De commissie constateert dat de zorgaanbieder waar mogelijk heeft getracht de cliënt te ondersteunen en de begeleiding ondanks vele incidenten nog lange tijd heeft voortgezet. Meerdere mogelijkheden tot het verkrijgen van andere woonruimte zijn met de cliënt besproken en concrete hulp is daarbij aangeboden.

Al met al is de commissie van oordeel dat de zorgaanbieder zich tot het uiterste heeft ingespannen om de cliënt te ondersteunen en te begeleiden. Van de zorgaanbieder kon, gelet op het structureel grensoverschrijdende gedrag van de cliënt, niet langer worden verwacht de begeleiding voort te zetten. De zorgaanbieder heeft de begeleiding van de cliënt dan ook op goede gronden beëindigd.

Op grond van het voorgaande is de commissie van oordeel dat de klachten ongegrond zijn.
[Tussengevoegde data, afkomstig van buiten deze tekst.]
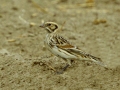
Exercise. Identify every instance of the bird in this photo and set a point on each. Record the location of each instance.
(61, 47)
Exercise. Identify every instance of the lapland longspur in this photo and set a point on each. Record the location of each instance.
(61, 47)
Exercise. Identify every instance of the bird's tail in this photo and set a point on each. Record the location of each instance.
(96, 60)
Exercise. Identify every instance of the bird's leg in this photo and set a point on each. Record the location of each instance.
(64, 68)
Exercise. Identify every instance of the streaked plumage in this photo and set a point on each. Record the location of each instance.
(63, 48)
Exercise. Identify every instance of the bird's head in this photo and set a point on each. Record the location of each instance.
(49, 26)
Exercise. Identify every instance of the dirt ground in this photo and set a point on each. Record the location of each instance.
(92, 25)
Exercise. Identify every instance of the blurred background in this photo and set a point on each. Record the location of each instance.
(93, 25)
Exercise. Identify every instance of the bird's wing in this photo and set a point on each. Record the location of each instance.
(64, 44)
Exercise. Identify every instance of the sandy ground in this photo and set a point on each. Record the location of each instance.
(91, 25)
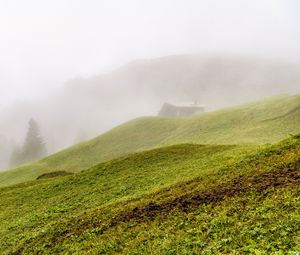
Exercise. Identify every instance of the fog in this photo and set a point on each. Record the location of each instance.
(80, 67)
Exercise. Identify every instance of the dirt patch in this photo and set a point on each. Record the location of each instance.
(53, 174)
(186, 203)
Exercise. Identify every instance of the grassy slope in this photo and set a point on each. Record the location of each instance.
(183, 199)
(262, 122)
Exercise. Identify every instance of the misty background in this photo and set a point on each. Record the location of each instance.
(80, 67)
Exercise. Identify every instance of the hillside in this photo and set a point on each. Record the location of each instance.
(182, 199)
(139, 89)
(261, 122)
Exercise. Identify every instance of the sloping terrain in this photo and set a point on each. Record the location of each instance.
(261, 122)
(181, 199)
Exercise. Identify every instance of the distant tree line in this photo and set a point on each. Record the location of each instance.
(33, 147)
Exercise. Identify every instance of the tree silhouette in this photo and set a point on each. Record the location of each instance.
(33, 147)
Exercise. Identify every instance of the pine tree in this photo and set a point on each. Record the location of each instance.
(34, 146)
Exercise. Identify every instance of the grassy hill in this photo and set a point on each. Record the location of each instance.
(261, 122)
(180, 199)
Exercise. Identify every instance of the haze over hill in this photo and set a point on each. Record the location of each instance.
(83, 108)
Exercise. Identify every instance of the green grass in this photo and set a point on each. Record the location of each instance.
(181, 199)
(261, 122)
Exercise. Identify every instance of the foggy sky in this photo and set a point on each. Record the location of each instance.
(45, 43)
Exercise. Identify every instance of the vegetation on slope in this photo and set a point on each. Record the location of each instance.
(183, 199)
(265, 121)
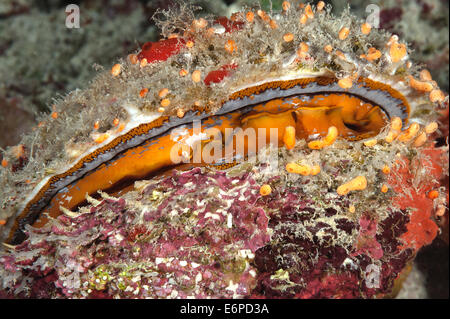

Het verzoek tot het toekennen van schadevergoeding wordt dan ook afgewezen.

Derhalve wordt als volgt beslist.

Beslissing
De commissie:

– verklaart de klacht in alle onderdelen ongegrond;
– wijst af het verzoek tot het toekennen van schadevergoeding.

Aldus beslist door de Geschillencommissie Geestelijke Gezondheidszorg, bestaande uit mevrouw mr. dr. E. Venekatte, voorzitter, mevrouw mr. M.M. Kok en de heer J. Zomerplaag, leden, in aanwezigheid van mevrouw mr. J.C. Quint, plaatsvervangend secretaris, op 8 april 2021.